Samstag vormittag, beste Einkaufszeit. Langsam füllt sich die Bremer City mit SchnäppchenjägerInnen. An einer Stelle aber taucht unvermutet ein Hindernis im Menschenstrom auf. An der Sögestraße ist vor dem Eingang der Lloyd-Passage ein Transparent zwischen zwei Eisenträger gespannt: „Halt, verbotene Zone! Nur wer kauft, kommt durch!“ Und davor steht eine Gruppe meist bunthaariger junger Menschen, Flugblätter verteilend. Wenige nehmen einen Zettel, noch viel weniger bleiben stehen. Der Einkaufsstrom quillt rechts und links an der demonstrativen Barrikade vorbei. Das Angebot zum solidarischen Haarefärben bleibt ungenutzt.
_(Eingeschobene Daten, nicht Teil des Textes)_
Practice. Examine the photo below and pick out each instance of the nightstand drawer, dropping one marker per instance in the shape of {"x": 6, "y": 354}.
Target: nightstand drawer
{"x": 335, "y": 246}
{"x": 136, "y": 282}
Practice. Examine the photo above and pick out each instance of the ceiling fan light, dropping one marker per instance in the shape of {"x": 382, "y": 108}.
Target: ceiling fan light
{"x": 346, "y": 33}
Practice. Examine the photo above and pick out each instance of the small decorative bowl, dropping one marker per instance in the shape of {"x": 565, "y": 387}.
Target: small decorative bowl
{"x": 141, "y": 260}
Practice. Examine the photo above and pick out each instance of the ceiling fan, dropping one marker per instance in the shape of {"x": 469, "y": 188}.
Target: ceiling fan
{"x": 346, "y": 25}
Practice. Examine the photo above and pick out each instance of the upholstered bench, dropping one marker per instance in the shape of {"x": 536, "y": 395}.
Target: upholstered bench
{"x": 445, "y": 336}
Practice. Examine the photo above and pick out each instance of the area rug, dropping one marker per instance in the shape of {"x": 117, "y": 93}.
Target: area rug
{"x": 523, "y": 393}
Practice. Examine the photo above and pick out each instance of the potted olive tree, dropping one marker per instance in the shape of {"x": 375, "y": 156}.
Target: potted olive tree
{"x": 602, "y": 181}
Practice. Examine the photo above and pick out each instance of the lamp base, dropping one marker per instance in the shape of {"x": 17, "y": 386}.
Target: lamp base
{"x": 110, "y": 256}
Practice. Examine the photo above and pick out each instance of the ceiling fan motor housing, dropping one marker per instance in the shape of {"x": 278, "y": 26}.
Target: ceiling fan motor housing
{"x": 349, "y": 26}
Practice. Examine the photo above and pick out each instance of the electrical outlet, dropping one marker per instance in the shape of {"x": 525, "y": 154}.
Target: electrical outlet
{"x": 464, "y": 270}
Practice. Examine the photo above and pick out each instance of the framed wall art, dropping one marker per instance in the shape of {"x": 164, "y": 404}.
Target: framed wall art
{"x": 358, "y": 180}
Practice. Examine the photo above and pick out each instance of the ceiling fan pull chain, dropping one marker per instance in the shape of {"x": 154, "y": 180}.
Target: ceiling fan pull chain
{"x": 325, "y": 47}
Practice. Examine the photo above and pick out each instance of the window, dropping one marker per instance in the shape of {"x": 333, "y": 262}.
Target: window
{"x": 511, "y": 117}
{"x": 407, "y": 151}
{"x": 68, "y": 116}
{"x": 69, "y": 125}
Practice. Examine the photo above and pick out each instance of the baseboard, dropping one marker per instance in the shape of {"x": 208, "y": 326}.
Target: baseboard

Es war ein ruhiger Protest, den ein gutes Dutzend BremerInnen am Samstag veranstaltete. Anlaß waren die Polizeiaktionen anläßlich der Chaos-Tage. Daß Menschen allein wegen ihres Aussehens schikaniert, kontrolliert, unter harrsträubenden Umständen festgesetzt worden seien – „Das können wir nicht durchgehen lassen“, sagte eine Organisatorin. „Man muß das im Zusammenhang mit anderen Repressionen sehen“, erklärte ein anderer. „Wir erleben doch eine Spaltung der Gesellschaft: Auf der einen Seite wird ein ,Normalbürger' geschaffen, auf der anderen dann die ,Chaoten'. Das müssen wir zurückdrängen.“ Und auf dem verteilten Flugblatt erklärte eine „anarchistische alternative“, die Polizei habe im rechtsfreien Raum gehandelt. Offensichtlich gehe der Wille des Volkes den PolitikerInnen „am Arsch vorbei“.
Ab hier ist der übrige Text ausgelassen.